Though shortages of blood and equipment have received more attention in recent days, Sharif said that supplies of surgical and post-surgical anesthesia are becoming critically low. He named Dormicam, Fentenyl, Xylocaine, and Valium as drugs that were dwindling, and said the injuries were requiring specialists.
"We have seen more shattered bones and injuries to the arteries than is normal for bullets," said Sharif. He attributed that to fragmenting ammunition he claims to have removed from injured on both sides. "We also need a neurosurgeon," he said. "The snipers. They aim for the head."
Such shortages in Tripoli are acute but have a peculiar inconsistency. Near the Avenue Omar Muqtar, a main road, a tanker truck was dispensing drinking water on Monday afternoon, across from a mini-mart fully stocked with soft drinks and juice. Price-gouging seems limited. A shopper named Khalid bought 30 eggs for four and a half Dinars, about the same price as before the fighting, he said. The shop's owner, a man in his 60s named Abdullah Adesaid Ben Shibbel, said he had raised prices a few percent because his distributor had, but that most of his customers were buying low-price staples anyway, and didn't seem to notice. "Macaroni, oil, tomato, couscous, rice, milk, diapers," had been flying since Saturday, when people started to brave the streets again, he said.
The shop's shelves were full, and both the freezer and the air conditioner were working. It was in many ways indistinguishable from an American mini-mart in peacetime. He did not know if his distributor would restock the shelves, though.

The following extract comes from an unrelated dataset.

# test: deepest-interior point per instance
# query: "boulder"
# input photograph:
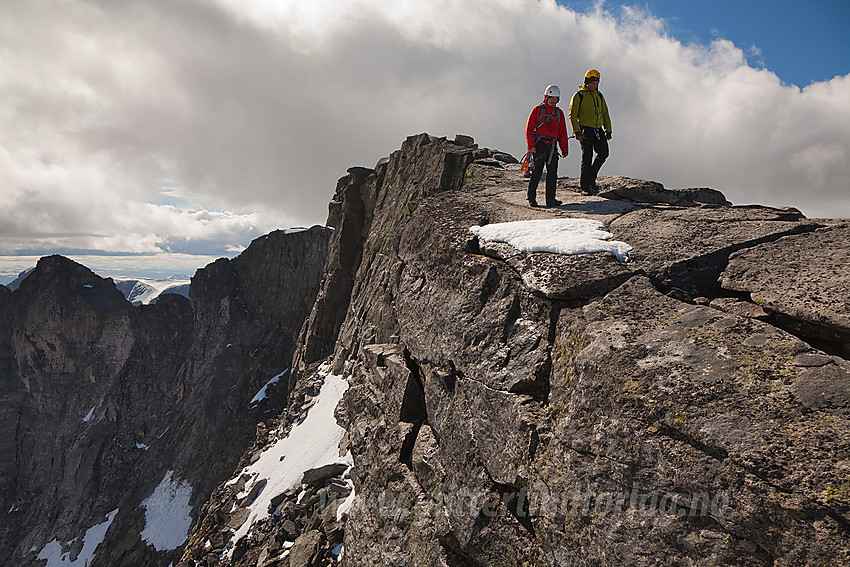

If there is a risk rising rather than falling Tripoli today, it is disease. The first sighting of a garbage truck in some time came on Monday afternoon, with two men grimly scooping up one of the orderly but long-neglected rows of refuse along the roads leading into town. You can now find your way to Tripoli by following a kilometers-long garbage berm, and no one seems to know when regular garbage collection will begin again.
Equally acute is a growing sewage crisis. It has been seven days since people in Tripoli could flush their toilets. This has exactly the effect one might imagine. Most blocks emit a nauseously septic smell, and homes are quickly becoming unlivable without constant buckets of water -- which is too precious to dump in the toilet.
Guns remain common and the city is ringed by checkpoints, most manned by teenagers. The checks themselves are desultory. Beyond the checkpoints, the center of the city will eventually become an enormous reconstruction job. Entire neighborhoods are blown to smithereens, less by the NATO missiles, which appear pinpoint, than by the hand to hand fighting in the streets, where weapons designed to fire into the air were at places used horizontally, in neighborhoods, to blast at snipers hiding in buildings. Not a wall in the neighborhoods around the former palace at Bab al-Aziziyah is intact. Homes are missing balconies.